【完】STRAY CAT




きょーちゃん、って。

……俺の読みが正しければ、鞠、の。



「きょーちゃんはお姉ちゃんの、いちばん大事な人だもん。

ほかの女の子に、取られちゃやだよー」



不安そうな顔をしていた鞠が目を見張って、それから一瞬泣きそうな顔を浮かべる。

だけど涙の気配を見せることもなく、鞠は静かに笑ってみせただけだった。



……微塵も、笑えてはいなかったけど。



「……ハセ。

この子に好きな人の話はまだ難しいから、用件だけ先に言ってあげて」



「……、わかった」



逃げるように、キッチンに入っていく鞠。

その心情なんて、手に取るようにわかった。




……俺が言った、好きな人の、話。

それを聞いた蒔が自慢げに「きょーちゃん」と答えた理由なんて、最初からひとつに決まってる。



鞠の中じゃ、まだ消えてない。

付き合ってもまだ、どうしても、俺じゃ足りない。



「蒔。
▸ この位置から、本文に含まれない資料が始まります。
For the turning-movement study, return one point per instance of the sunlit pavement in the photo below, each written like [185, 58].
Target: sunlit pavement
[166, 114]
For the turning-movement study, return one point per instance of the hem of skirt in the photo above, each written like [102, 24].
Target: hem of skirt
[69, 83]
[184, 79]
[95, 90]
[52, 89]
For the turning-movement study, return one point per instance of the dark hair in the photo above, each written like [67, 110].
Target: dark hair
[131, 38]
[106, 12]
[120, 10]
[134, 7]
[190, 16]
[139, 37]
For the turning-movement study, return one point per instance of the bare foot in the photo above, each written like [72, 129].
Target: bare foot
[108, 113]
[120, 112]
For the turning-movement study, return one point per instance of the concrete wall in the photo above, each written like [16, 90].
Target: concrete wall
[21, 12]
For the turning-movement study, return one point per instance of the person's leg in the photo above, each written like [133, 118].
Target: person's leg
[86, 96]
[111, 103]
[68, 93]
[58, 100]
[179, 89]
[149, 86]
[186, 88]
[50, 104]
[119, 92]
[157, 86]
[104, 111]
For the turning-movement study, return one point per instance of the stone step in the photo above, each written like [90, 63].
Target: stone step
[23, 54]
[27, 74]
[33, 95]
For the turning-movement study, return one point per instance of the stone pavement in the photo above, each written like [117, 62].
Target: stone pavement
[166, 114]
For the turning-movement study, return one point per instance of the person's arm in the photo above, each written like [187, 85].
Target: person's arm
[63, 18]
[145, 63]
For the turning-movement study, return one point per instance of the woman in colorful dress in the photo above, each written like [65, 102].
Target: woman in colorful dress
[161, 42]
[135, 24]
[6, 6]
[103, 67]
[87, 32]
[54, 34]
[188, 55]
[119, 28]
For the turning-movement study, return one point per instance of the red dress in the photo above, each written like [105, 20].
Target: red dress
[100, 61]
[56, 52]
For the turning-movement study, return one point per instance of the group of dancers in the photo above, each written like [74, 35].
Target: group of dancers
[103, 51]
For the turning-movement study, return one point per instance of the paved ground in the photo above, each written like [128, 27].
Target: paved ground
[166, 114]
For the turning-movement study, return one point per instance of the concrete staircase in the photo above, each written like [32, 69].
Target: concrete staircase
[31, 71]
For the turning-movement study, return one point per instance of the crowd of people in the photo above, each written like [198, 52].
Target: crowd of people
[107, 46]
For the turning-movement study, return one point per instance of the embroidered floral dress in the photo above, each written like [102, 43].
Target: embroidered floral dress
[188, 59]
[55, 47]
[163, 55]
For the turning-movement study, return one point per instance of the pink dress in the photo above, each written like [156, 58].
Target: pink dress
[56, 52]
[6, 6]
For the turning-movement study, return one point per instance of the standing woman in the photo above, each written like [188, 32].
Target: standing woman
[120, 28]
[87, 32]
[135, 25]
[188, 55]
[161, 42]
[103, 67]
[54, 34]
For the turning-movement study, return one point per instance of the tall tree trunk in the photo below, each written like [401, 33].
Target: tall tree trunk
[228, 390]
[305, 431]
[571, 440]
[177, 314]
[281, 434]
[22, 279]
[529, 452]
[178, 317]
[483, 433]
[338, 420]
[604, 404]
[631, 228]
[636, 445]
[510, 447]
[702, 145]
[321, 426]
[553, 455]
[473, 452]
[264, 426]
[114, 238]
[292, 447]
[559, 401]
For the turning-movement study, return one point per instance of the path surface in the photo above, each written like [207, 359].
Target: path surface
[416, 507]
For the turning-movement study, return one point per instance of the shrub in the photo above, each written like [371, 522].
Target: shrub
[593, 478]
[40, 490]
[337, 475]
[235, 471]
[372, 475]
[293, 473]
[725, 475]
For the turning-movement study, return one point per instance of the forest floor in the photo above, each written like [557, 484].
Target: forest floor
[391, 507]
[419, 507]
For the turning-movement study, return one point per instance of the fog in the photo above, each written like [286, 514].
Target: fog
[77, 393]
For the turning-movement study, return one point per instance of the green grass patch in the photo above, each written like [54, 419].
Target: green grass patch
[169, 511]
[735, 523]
俺にとっていちばん大切な女の子は、鞠なんだよ。

誰よりも大事な、いちばん大事な、女の子」



根本的に何か引っかかってるものがある。

それを取り除いてやらない限り、鞠は絶対に俺を好きになってはくれない。



そう言い切れる自信は、なぜかあった。

逆に言えば、好きになってもらえる確率は、限りなく低いってことだ。



「大好きだから、ずっと一緒にいたいって思ってる。

……だからさ、蒔は妹として鞠のそばにいるけど、俺は『彼氏』として、鞠のそばにいたい」



恋も知らない女の子に、彼氏なんて言って伝わるのかはわからないけど。

ニュアンスで感じ取ってくれているのか、蒔は俺をまっすぐに見つめたままだ。